Looking to eat healthier? It might be as simple as moving more.

That's the message from a recent study into the influence of exercise on eating patterns – and it's a powerful reminder of the psychology behind healthy habits.

The research, published in the International Journal of Obesity, looked at 2680 inactive young adults. The researchers found that after exercising for several weeks, these formerly sedentary people were more likely to choose healthier foods – fruit and veges, for example - while their cravings for fried foods, sugary drinks and other unhealthy options decreased.


The study participants were given exercise programmes to follow and were instructed not to change their diets in any significant way. But it happened anyway. It looks as if establishing one healthy habit can lead us – possibly unconsciously – to starting others.

This study didn't look into what might be actually causing this behaviour change, although it was noted that previous research has found moderate exercise can reduce a preference for high-fat foods in animals through changes in dopamine levels. Dopamine is a neurotransmitter that makes us feel good; we get a hit of it when we experience something rewarding.

It could be that the dopamine boost we get from exercising – a known mood-booster – makes us feel better than the expected reward we might get from eating that fatty snack.

Some studies have also shown a relationship between the intensity of exercise and the amount of appetite-regulating hormones in the body. Two hormones in particular – leptin and ghrelin – have been the focus of research, and it appears these are affected by intense exercise. Perhaps counter to what we might expect, exercising may make us want to eat less.

It makes sense that healthy habits don't exist in a vacuum. If we're used to one healthy practice, we'll likely be doing others, too.
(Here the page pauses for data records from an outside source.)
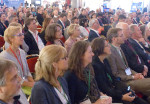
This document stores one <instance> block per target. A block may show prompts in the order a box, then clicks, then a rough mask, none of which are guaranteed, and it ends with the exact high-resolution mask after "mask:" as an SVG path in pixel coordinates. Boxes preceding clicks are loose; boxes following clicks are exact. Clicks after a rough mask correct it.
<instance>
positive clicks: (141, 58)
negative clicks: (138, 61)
mask: <svg viewBox="0 0 150 104" xmlns="http://www.w3.org/2000/svg"><path fill="white" fill-rule="evenodd" d="M128 44H130V42H129V41H128V40H126V41H125V43H124V44H122V45H121V49H122V50H123V53H124V54H125V57H126V59H127V62H128V65H129V67H130V68H131V69H133V70H134V71H136V72H138V73H142V72H143V70H144V61H143V59H142V57H140V56H138V54H137V52H136V51H135V49H134V48H133V47H132V45H131V44H130V46H129V45H128ZM131 48H132V49H131ZM138 57H139V59H140V60H141V63H139V62H138Z"/></svg>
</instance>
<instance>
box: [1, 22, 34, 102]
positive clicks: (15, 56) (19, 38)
mask: <svg viewBox="0 0 150 104" xmlns="http://www.w3.org/2000/svg"><path fill="white" fill-rule="evenodd" d="M4 40H5V41H6V42H8V43H9V44H10V45H9V47H8V48H7V49H6V50H5V51H3V52H2V53H0V57H3V58H6V59H8V60H12V61H13V62H15V63H16V65H17V67H18V73H19V75H20V76H21V78H22V87H32V86H33V85H34V80H33V78H32V76H31V73H30V71H29V68H28V64H27V61H26V54H25V52H24V51H23V50H22V49H20V48H19V47H20V45H22V44H23V41H24V34H22V27H21V26H19V25H17V24H16V26H9V27H8V28H7V29H6V30H5V32H4ZM23 95H24V94H23V92H22V93H21V97H24V98H23V99H22V100H21V102H22V103H23V104H28V102H27V99H26V98H25V95H24V96H23Z"/></svg>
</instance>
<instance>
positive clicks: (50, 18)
mask: <svg viewBox="0 0 150 104" xmlns="http://www.w3.org/2000/svg"><path fill="white" fill-rule="evenodd" d="M52 23H54V20H53V19H52V18H45V19H44V21H43V25H42V30H41V34H40V35H39V36H40V37H41V39H42V41H43V43H44V45H46V43H47V42H46V40H45V30H46V27H47V26H48V25H49V24H52Z"/></svg>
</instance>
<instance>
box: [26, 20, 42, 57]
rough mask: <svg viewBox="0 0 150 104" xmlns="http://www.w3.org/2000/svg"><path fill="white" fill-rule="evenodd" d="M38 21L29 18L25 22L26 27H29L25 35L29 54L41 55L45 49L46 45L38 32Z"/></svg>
mask: <svg viewBox="0 0 150 104" xmlns="http://www.w3.org/2000/svg"><path fill="white" fill-rule="evenodd" d="M36 23H37V21H36V19H35V18H28V19H27V20H26V21H25V25H26V26H27V27H28V31H27V32H26V33H25V35H24V40H25V43H26V44H27V45H28V47H29V51H28V52H27V54H29V55H30V54H39V51H40V50H42V48H43V47H44V43H43V41H42V40H41V38H40V37H39V34H38V31H37V25H36Z"/></svg>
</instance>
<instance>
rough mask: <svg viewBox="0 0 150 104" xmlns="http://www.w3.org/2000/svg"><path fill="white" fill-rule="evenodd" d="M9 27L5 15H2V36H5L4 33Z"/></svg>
mask: <svg viewBox="0 0 150 104" xmlns="http://www.w3.org/2000/svg"><path fill="white" fill-rule="evenodd" d="M7 27H8V24H6V15H5V13H1V14H0V35H1V36H4V31H5V30H6V28H7Z"/></svg>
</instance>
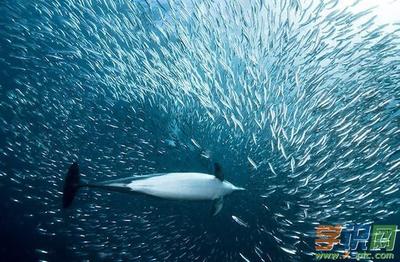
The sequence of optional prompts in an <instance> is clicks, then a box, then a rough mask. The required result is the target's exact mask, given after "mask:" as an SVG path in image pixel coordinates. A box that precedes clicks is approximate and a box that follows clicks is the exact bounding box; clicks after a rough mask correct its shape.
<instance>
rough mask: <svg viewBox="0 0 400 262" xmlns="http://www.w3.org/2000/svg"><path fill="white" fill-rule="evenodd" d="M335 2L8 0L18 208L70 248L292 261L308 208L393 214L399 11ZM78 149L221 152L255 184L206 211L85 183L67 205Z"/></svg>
mask: <svg viewBox="0 0 400 262" xmlns="http://www.w3.org/2000/svg"><path fill="white" fill-rule="evenodd" d="M339 2H340V1H338V0H330V1H300V0H279V1H278V0H271V1H263V0H255V1H228V0H223V1H213V0H204V1H203V0H201V1H187V0H171V1H161V0H160V1H150V0H148V1H131V0H115V1H111V0H78V1H72V0H53V1H44V0H38V1H25V0H4V1H3V3H2V5H1V6H0V13H1V14H2V15H1V17H0V70H1V73H0V74H1V82H0V90H1V93H0V96H1V99H0V112H1V113H0V123H1V125H0V132H1V136H2V137H4V139H2V141H1V142H0V144H1V147H0V156H1V159H2V165H1V170H0V189H2V190H3V189H4V190H6V189H5V188H6V187H7V190H6V191H5V192H7V199H5V200H4V201H5V202H6V203H7V205H8V206H9V207H10V208H11V209H10V211H9V212H10V214H12V211H11V210H12V208H14V209H15V210H16V209H21V208H23V210H24V216H23V217H18V218H16V219H17V220H20V221H22V220H28V221H29V220H30V221H36V222H35V223H36V224H35V225H36V230H37V234H38V235H41V236H43V238H44V239H47V241H60V239H64V240H62V241H64V242H66V243H67V244H68V245H67V249H68V250H69V252H71V253H73V254H74V256H75V260H76V259H80V260H84V259H100V260H101V259H103V260H104V261H107V260H110V259H111V258H113V260H115V261H127V260H130V261H134V260H137V261H166V260H168V261H216V260H218V261H298V260H300V259H301V258H302V257H304V256H308V255H310V254H312V252H313V250H314V249H313V248H314V247H313V242H312V237H313V233H312V232H313V228H314V226H315V225H316V224H318V223H326V224H336V223H351V222H362V223H365V222H374V221H379V220H381V219H384V218H387V217H388V216H390V215H394V214H396V213H398V207H399V204H400V197H399V196H400V192H399V186H400V181H399V177H400V38H399V36H400V23H398V24H394V25H392V27H393V28H394V29H393V30H387V27H386V26H385V25H380V24H377V23H375V18H376V17H375V16H374V13H373V9H369V10H365V11H364V12H354V11H352V8H353V7H354V6H357V5H358V4H359V2H360V1H354V3H353V4H352V5H349V7H348V8H341V7H340V5H339V4H338V3H339ZM361 2H362V1H361ZM74 159H76V160H79V162H80V164H81V167H82V172H83V176H85V177H86V178H88V179H91V180H93V181H102V180H107V179H112V178H120V177H125V176H130V175H140V174H148V173H155V172H169V171H202V172H206V173H211V172H212V169H211V168H210V166H211V165H210V163H213V162H219V163H220V164H221V166H222V167H223V172H224V174H225V177H226V178H227V179H229V181H232V182H233V183H234V184H235V185H239V186H242V187H245V188H246V189H247V191H246V192H244V193H243V194H241V195H237V196H235V197H232V200H231V201H229V200H226V203H225V208H224V210H223V211H221V215H219V216H217V217H215V218H209V216H208V215H209V214H208V209H209V206H208V205H207V204H204V205H202V204H193V205H192V204H185V203H182V204H178V205H176V204H173V203H169V202H165V203H162V204H157V202H151V201H150V200H146V199H145V198H138V199H137V198H135V197H129V198H127V197H125V196H123V195H118V194H117V195H115V194H109V193H107V192H101V191H85V190H82V192H81V193H80V195H79V196H78V198H79V199H80V200H79V201H77V203H76V206H75V208H74V210H72V211H62V210H61V205H60V196H61V189H62V188H61V186H60V185H62V183H63V179H64V175H65V172H66V169H67V167H68V164H70V162H71V161H72V160H74ZM203 213H204V214H203ZM38 221H39V222H38ZM64 242H63V243H64ZM43 243H48V242H46V241H43ZM43 245H44V244H43ZM35 252H36V254H37V256H39V258H40V259H41V260H44V261H46V260H52V259H51V258H52V257H51V256H52V255H54V254H55V253H56V252H57V250H53V249H51V248H48V247H47V246H45V245H44V246H38V247H37V249H36V251H35ZM53 260H54V259H53Z"/></svg>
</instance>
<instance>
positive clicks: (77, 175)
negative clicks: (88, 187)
mask: <svg viewBox="0 0 400 262" xmlns="http://www.w3.org/2000/svg"><path fill="white" fill-rule="evenodd" d="M80 187H81V184H80V173H79V165H78V163H76V162H75V163H73V164H72V165H71V166H70V167H69V169H68V173H67V176H66V177H65V181H64V189H63V207H64V208H68V207H70V206H71V204H72V201H73V200H74V197H75V195H76V193H77V192H78V189H79V188H80Z"/></svg>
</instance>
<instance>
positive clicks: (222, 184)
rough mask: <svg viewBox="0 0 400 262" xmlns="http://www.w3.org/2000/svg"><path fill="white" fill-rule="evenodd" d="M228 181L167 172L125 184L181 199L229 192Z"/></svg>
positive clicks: (228, 192)
mask: <svg viewBox="0 0 400 262" xmlns="http://www.w3.org/2000/svg"><path fill="white" fill-rule="evenodd" d="M229 185H230V183H226V182H221V181H220V180H218V179H217V178H216V177H215V176H212V175H208V174H203V173H167V174H165V175H161V176H155V177H150V178H145V179H140V180H135V181H132V182H130V183H129V184H127V185H126V186H127V187H129V188H130V189H131V190H132V191H135V192H140V193H144V194H148V195H152V196H156V197H161V198H167V199H182V200H214V199H217V198H219V197H222V196H223V195H225V194H227V193H230V192H231V191H232V190H231V188H230V186H229Z"/></svg>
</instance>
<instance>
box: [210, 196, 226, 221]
mask: <svg viewBox="0 0 400 262" xmlns="http://www.w3.org/2000/svg"><path fill="white" fill-rule="evenodd" d="M223 205H224V199H223V198H222V197H220V198H218V199H216V200H214V201H213V205H212V208H211V214H212V215H213V216H216V215H217V214H218V213H219V211H221V209H222V206H223Z"/></svg>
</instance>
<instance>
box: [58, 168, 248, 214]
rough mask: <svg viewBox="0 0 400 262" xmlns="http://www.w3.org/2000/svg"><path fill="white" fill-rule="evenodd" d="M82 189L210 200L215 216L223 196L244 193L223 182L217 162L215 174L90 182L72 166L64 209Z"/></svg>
mask: <svg viewBox="0 0 400 262" xmlns="http://www.w3.org/2000/svg"><path fill="white" fill-rule="evenodd" d="M82 187H87V188H100V189H105V190H109V191H117V192H124V193H133V194H144V195H149V196H153V197H157V198H163V199H170V200H192V201H194V200H209V201H212V202H213V205H212V210H211V212H212V214H213V215H214V216H215V215H217V214H218V213H219V211H221V209H222V206H223V197H224V196H226V195H229V194H231V193H232V192H235V191H242V190H245V189H244V188H242V187H236V186H234V185H233V184H232V183H230V182H228V181H226V180H224V176H223V174H222V169H221V166H220V165H219V164H218V163H214V174H213V175H210V174H205V173H195V172H173V173H156V174H148V175H142V176H133V177H127V178H122V179H116V180H108V181H104V182H99V183H89V182H87V181H84V180H83V179H81V178H80V172H79V165H78V163H76V162H75V163H73V164H72V165H71V166H70V167H69V169H68V173H67V176H66V178H65V181H64V188H63V207H64V208H68V207H70V206H71V204H72V201H73V200H74V198H75V195H76V193H77V192H78V190H79V189H80V188H82Z"/></svg>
This will be familiar to anyone who's ever started on an exercise regimen in a bid to be healthier. Hands up who did this at New Year? We feel motivated; we clear out the junk from the kitchen; we're energised and bouncy; we eat well. But that can be hard to sustain if it's too intense. Hands up whose new year regimen has dropped off a bit, now?

So what's the secret to keeping it going and getting those positive habit changes sticking?

It might be simply not aiming too high. Small, simple changes we can sustain – so they become truly habitual – are going to be more "sticky" long term, than extreme, difficult or restrictive changes. Starting F45 and a low-carb diet and giving up booze and giving up caffeine all at the same time might feel good for a little while, but it's probably going to be hard to stick to long term - which is what we need to do if we want to continue to feel the benefits.

If you're struggling for motivation, perhaps simply starting to move the body – regularly, consistently; maybe start with a short walk each day – is a better route towards consistent eating habits and sustainable health.